Report: Ten North Koreans May Have Died in Israel Raid in Syria - Yoko Kubota (Reuters/Washington Post)
    Ten North Koreans helping to build a suspected nuclear reactor in Syria may have died in an Israeli air raid last September, Japanese public broadcaster NHK said on Monday, citing South Korean intelligence officials.
    The dead included officials of the North Korean Communist party unit that exports weapons and military technology and members of the North Korean military unit which made nuclear facilities in the country.
    Two or three North Koreans survived the air strike.
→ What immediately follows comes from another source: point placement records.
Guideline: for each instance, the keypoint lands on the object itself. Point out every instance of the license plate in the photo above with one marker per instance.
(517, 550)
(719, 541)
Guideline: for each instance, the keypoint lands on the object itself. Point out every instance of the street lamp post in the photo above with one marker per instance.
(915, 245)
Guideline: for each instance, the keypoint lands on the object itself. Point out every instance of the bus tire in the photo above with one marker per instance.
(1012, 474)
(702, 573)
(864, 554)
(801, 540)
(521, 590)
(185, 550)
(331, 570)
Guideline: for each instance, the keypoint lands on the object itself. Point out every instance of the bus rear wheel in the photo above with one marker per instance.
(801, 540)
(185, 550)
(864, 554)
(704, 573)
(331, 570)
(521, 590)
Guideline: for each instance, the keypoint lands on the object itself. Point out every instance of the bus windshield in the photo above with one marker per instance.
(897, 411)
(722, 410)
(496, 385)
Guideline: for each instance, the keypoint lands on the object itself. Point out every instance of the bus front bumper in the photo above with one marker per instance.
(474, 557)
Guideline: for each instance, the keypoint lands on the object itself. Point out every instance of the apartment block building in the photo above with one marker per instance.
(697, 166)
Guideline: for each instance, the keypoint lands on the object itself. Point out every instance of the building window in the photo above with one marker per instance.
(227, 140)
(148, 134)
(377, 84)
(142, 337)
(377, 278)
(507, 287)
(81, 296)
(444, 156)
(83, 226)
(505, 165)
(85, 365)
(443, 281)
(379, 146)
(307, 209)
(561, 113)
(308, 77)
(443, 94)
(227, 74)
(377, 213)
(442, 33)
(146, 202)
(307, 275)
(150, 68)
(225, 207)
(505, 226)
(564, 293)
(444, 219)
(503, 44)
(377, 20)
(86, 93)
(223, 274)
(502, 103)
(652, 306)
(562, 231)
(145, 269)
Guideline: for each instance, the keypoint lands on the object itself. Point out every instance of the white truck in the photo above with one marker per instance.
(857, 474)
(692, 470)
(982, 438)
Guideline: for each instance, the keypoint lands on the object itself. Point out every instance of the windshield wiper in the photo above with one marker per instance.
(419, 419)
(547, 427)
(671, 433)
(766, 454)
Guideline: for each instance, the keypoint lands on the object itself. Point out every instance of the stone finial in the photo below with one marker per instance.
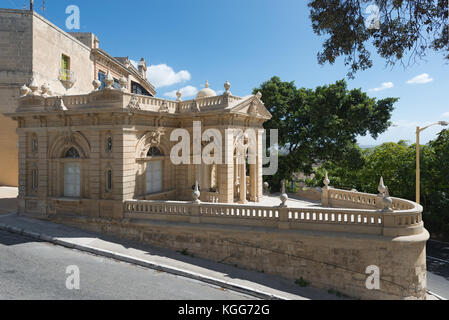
(387, 201)
(44, 90)
(109, 80)
(97, 84)
(227, 86)
(326, 180)
(24, 91)
(123, 82)
(266, 187)
(34, 87)
(49, 90)
(59, 104)
(284, 196)
(381, 187)
(196, 193)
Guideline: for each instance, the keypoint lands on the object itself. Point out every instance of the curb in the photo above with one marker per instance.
(143, 263)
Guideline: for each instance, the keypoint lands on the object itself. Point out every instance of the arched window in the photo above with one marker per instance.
(72, 153)
(34, 179)
(72, 174)
(109, 144)
(154, 171)
(34, 144)
(154, 152)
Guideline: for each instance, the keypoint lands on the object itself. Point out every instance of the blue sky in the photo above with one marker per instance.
(187, 42)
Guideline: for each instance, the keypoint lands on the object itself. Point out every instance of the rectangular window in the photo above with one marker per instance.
(101, 77)
(65, 67)
(154, 177)
(72, 180)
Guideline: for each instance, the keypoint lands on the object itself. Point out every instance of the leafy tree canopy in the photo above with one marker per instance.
(404, 28)
(321, 124)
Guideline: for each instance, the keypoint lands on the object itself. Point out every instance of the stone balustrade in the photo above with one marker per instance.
(117, 99)
(357, 213)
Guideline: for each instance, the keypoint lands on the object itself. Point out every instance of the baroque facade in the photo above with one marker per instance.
(64, 63)
(86, 154)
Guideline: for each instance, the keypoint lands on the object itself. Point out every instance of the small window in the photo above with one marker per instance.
(101, 78)
(34, 179)
(109, 144)
(109, 180)
(34, 144)
(154, 152)
(72, 153)
(65, 66)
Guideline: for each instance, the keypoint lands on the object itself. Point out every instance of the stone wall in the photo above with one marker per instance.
(335, 261)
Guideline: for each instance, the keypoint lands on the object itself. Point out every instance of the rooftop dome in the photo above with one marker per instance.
(206, 92)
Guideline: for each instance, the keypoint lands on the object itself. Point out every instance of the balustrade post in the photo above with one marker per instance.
(195, 213)
(284, 222)
(325, 192)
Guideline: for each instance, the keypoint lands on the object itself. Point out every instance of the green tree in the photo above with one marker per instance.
(406, 31)
(321, 124)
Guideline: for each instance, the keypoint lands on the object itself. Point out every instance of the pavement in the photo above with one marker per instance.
(248, 282)
(37, 270)
(251, 283)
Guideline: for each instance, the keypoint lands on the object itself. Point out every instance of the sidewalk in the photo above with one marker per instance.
(253, 283)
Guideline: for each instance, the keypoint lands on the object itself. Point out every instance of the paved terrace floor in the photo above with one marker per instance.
(293, 202)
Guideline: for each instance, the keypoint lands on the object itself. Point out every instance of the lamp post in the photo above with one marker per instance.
(418, 156)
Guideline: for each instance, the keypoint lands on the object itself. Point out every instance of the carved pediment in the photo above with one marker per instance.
(29, 101)
(252, 107)
(134, 104)
(107, 95)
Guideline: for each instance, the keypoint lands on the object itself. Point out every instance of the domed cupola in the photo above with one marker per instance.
(206, 92)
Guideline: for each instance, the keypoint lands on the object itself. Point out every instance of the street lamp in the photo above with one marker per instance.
(418, 149)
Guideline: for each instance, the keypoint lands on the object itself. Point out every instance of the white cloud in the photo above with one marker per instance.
(383, 86)
(420, 79)
(187, 91)
(162, 75)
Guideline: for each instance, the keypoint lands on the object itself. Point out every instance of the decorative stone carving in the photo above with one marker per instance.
(284, 196)
(24, 91)
(154, 137)
(34, 87)
(134, 104)
(44, 90)
(109, 80)
(227, 86)
(123, 82)
(97, 84)
(164, 107)
(252, 110)
(196, 193)
(59, 104)
(326, 181)
(195, 107)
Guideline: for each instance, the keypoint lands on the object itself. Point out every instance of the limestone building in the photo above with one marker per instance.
(91, 134)
(31, 47)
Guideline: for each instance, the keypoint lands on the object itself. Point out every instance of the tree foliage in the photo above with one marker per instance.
(321, 124)
(406, 31)
(396, 162)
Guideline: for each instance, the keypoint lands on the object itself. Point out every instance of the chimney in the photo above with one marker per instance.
(143, 68)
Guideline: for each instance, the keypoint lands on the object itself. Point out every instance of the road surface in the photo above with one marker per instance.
(37, 270)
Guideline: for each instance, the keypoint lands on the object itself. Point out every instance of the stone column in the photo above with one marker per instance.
(226, 170)
(242, 167)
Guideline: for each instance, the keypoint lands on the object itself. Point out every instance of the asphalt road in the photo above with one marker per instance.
(438, 268)
(37, 270)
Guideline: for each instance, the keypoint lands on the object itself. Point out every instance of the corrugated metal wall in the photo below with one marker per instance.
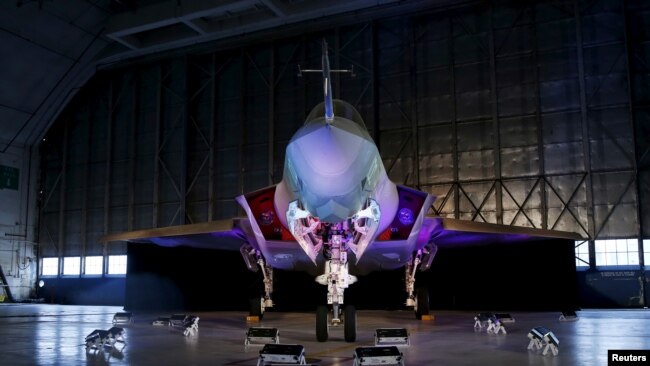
(510, 112)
Israel: UNIFIL Is Hiding Information about Hizbullah from Security Council - Barak Ravid (Ha'aretz)
    UNIFIL is intentionally concealing information about Hizbullah activities south of the Litani River in Lebanon to avoid conflict with the group, senior sources in Jerusalem have said.
    In the last six months there have been at least four cases in which UNIFIL soldiers identified armed Hizbullah operatives, but did nothing and did not submit full reports on the incidents to the UN Security Council.
    A new report by UN Secretary-General Ban Ki-moon with regard to Security Council Resolution 1559 briefly mentioned an incident at the beginning of March in which UNIFIL soldiers encountered unidentified armed men, and included no additional details.
    The incident described in the report had actually been a clash between UNIFIL and armed Hizbullah activists, driving a truck full of explosives, who threatened the Italian UNIFIL battalion with weapons.
    Instead of using force as required by their mandate, the UN soldiers abandoned the site.
    A diplomatic source at the UN said senior officials in UNIFIL and in the UN Secretariat brought heavy pressure to bear to have the incident erased from the report or at least to blur it.

Amos 3 Satellite Launched into Space - Hanan Greenberg (Ynet News)
    Israel's Amos 3 communications satellite was launched into space successfully on Monday from Baikonur, Kazakhstan.
    The satellite, designed and built by Israel Aerospace Industries, is expected to function for 18 years and will replace its predecessor, Amos 1.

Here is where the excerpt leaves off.